Opposability in International Law
Date & Time: May 31, 2025 (Saturday) 12:00-13:00
Venue: Room 901, 9/F Cheng Yu Tung Tower, The University of Hong Kong
Language: English
(In-person event)
Abstract:
Professor Eirik Bjorge will speak on the fundamental principle of opposability in international law. In the decentralized system of international law, where there is no constitutional authority, it is left to each State to determine disputed matters of fact or law for itself on its own authority and according to its own judgement. In such a system, differently to many domestic legal systems, the most practically important question to be determined is not whether, in an objective sense, a legal act is or is not generally valid.

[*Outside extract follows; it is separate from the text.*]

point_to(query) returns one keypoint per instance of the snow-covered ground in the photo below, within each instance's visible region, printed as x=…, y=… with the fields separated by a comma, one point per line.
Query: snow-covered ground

It is instead whether, as far as the relationship between the states involved is concerned, the act is opposable by one state to another. Opposability is the capacity of a rule, a legal act, a right, or a legal fact to produce international legal effects vis-à-vis a state, including a state or states unconcerned by the obligations that arise directly from it. Rather than depending on whether an act is valid as against all the world, opposability operates in the relations between pairs of states. Opposability is concerned with whether the act in question may be opposed to the state at issue; the basis for that opposability will be whether or not the state has given its recognition, tacitly or explicitly, of the act concerned.
Speaker:
Eirik Bjorge is Professor of International Law at the University of Bristol in the United Kingdom. He is the author e.g. of The Evolutionary Interpretation of Treaties (OUP 2014) and is currently working on a monograph on the general principles of law. He practises international law before international courts and tribunals and advises governments on questions of international law, especially the law of treaties, the law of the sea, and international dispute settlement.
Chair:
Ying Zhu is Assistant Professor of Faculty of Law at The University of Hong Kong.